Chalk mudstones vary a lot though. The best mudstones are purely calcitic, well sorted and may have been redeposited by traction currents. Other mudstones are rich in very fine grained silica, which takes up pore space and thus reduces porosity at the same time as it increases specific surface and thus cause permeability to be low. In the Central North Sea the silica is quartzitic. Silica rich chalk intervals are typically found in the Ekofisk and Hod formations. In addition to silica, Upper Cretaceous and Palæogene chalks typically contain small amounts of clay minerals. Chalk of the Lower Cretaceous Tuxen Formation can contain so much clay that it has a negative effect on the reservoir properties.
With respect to solid volume a chalk may contain more than 95% calcite, but the internal surface of the same chalk may be only 50% calcite, leaving the remaining internal surface to the fine grained silica and clay. The high specific surface of these components causes clay- and silica rich intervals to have high irreducible water saturation. Although chalks typically are found to be water wet, chalk with mixed wettability is reported, possibly as a reflection of the mixed mineralogy of the internal surface. Internal surface thus varies stratigraphically, but it also varies among hydrocarbon reservoirs, possibly reflecting a varying temperature. This is because the biogenic calcite making up the chalk, subsequent to deposition stabilizes chemically by recrystallization. This process requires energy and is promoted by temperature. This recrystallization in principle does not influence porosity, but only specific surface, which decreases during recrystallization, causing permeability to increase. The central North Sea is a warm basin, so stylolite formation in the chalk is controlled by effective burial stress. The stylolites are zones of calcite dissolution and probably are the source of calcite for porefilling cementation which is typical in water zone chalk and also affect the reservoirs to different extent. The relatively high porosity in hydrocarbon reservoirs can be a result of hydrocarbon emplacement quenching stylolites and stopping or retarding pressure dissolution.

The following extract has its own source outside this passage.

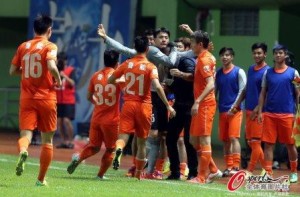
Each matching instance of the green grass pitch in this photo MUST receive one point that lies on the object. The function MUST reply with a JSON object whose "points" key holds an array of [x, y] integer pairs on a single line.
{"points": [[83, 182]]}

In some chalk reservoir intervals, hydrocarbon emplacement has been so early that the reservoirs are practically uncemented. These reservoir intervals have hardly any stylolites and can have porosity above 40% or even 50% and thus also have relatively high permeability. Such intervals have the problem though, that increasing effective stress caused by hydrocarbon production results in mechanical compaction and overall subsidence. Most other chalk intervals are to some extent cemented and cannot compact mechanically at realistic effective stresses and only deform elastically. All chalk intervals though, may react by fracturing to changes in shear stress. So where natural fractures are not prevalent, fractures may be generated hydraulically. Fractures play a significant role in the production of hydrocarbons from chalk reservoirs.